Юлиан, услышав о смерти Констанция и о том, что армии Востока объявили о своей верности ему, продолжил свой путь через Центральную Европу по дороге Виа-Милитарис и вошел в Константинополь через Харисийские ворота (те самые, через которые тысячу лет спустя торжественно въедет в город османский султан, Мехмед Завоеватель). Люди радостно приветствовали Юлиана, и он воцарился в городе как дитя Константинополя и его законный правитель.

«Когда он прибыл в Византий, его приветствовали радостными возгласами, называя дорогим согражданином, так как он родился и воспитывался в этом городе, и выказывали всеобщее уважение как человеку, который принесет большую пользу человечеству в будущем. Юлиан занялся гражданскими и военными делами»{227}.

В этом народном признании превозносятся не только качества этого человека, но также и города с его населением. Первым делом император Юлиан захоронил Констанция по христианскому обычаю в храме Святых Апостолов. Позднее ему приписывалось возведение мавзолея Святой Констанции в качестве усыпальницы для своей жены (сестры Констанция) и невестки{228}. И отныне миру явился совершенно новый римский правитель. Чтобы показать, что он – философ, Юлиан отрастил бороду, по той же причине он одевался просто и носил грубую мантию{229}.
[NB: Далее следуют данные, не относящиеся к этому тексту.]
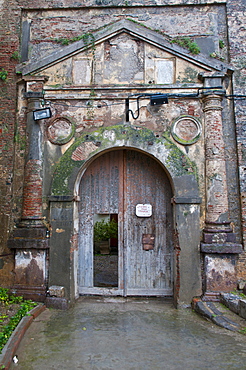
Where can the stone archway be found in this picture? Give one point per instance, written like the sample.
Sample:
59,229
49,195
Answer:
65,203
122,183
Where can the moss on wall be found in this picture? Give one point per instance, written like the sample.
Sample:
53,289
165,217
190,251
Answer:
176,162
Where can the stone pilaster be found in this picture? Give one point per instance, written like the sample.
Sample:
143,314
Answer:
219,241
29,238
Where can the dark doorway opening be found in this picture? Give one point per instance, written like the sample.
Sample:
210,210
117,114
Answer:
105,266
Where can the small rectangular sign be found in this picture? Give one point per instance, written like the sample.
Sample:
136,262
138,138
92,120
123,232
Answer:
143,210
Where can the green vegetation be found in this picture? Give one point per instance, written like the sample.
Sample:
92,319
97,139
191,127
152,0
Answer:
105,230
242,331
239,294
221,44
15,56
17,305
187,43
3,74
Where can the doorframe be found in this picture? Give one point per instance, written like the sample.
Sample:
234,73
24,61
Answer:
186,205
122,255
Оказавшись у власти, Юлиан стал чрезвычайно самонадеянным. Возобновились жертвоприношения – как он писал, боги «поведали» ему, что именно этим путем он должен следовать. Учение Христа, зарождающееся христианство, похоже, было ошибкой на его эзотерической тропе.

Императорский двор в Константинополе подвергся репрессиям. Евнухов, осведомителей, цирюльников – всех разогнали. Время от времени император-язычник заседал с константинопольскими сенаторами, силясь своим примером и одной только волей вернуть некое подобие чистого идеала республики. В городе появлялось много общественных зданий: отстроили пристань Контоскалий, ныне Кумкапы (рыбаки пользуются ею и по сей день), одним махом завершили строительство библиотеки.

А кроме того вышел эдикт о восстановлении – по камушку, по кирпичику – поврежденных или разрушенных в ходе безумного христианского эксперимента Константина языческих храмов. Юлиан сочинил гимн Кибеле, матери природы{230}. Согласно его эдикту о школах пресекалось влияние христианского духовенства на образование (до этого «Илиаду» не разрешалось читать в процессе обучения), а согласно его эдикту 362 года о равенстве религий христианство вернулось к тому облику, в котором изначально пребывало в Риме и стало лишь одним из множества любопытных восточных культов. Этот ученый, император, философ и властитель, похоже, слишком буквально руководствовался отрывками из «Тимея» Платона (интересно, а может, он и в затерянную Атландиду верил?), придерживаясь мнения о том, что разные национальности произошли от капель и брызг крови Зевса.

Тем временем на другом берегу Босфора еще предстояло навести порядок. В ходе судебных процессов в Халкидоне Юлиан изничтожал режим своих старых врагов. Противников, вызывающих особое беспокойство, например, евнуха Евсевия, ответственного за то, что брат Юлиана, Галл, был обезглавлен (в ту эпоху о евнухах говорили, что их было «больше, чем мух весной у пастухов, и прочего люда всякого звания бессчетное число трутней»){231}, сожгли заживо. То, что подробные описания этих зверств сохранились, говорит, скорее, не об исключительной жестокости Юлиана, а о негодовании последующих представителей церковного духовенства. Судя по количеству деяний Юлиана, его, по-видимому, прежде всего интересовало сокращение влияния зарождающейся прослойки христианской аристократии в Константинополе{232}.

Мозговитый, отважный и самоуверенный Юлиан во многом отстал от времени, ведь христианство уже не было необычным и бесшабашным верованием изгоев, а являло собой будущее. Оно теперь задавало ритм даже в самых отдаленных уголках империи. В IV в. в Хинтон-Сент-Мэри в Дорсете некий землевладелец украсил мозаичный пол в своем поместье изображением Христа без бороды и христограммой в окружении гранатов – возможно, это был портрет Константина. Все большую популярность приобретает отшельничество, начало которому в 305 г. положил святой Антоний из Египта. А новое христианское таинство пресуществления, которое пропагандировалось разрастающимся классом духовенства, казалось все более привлекательным.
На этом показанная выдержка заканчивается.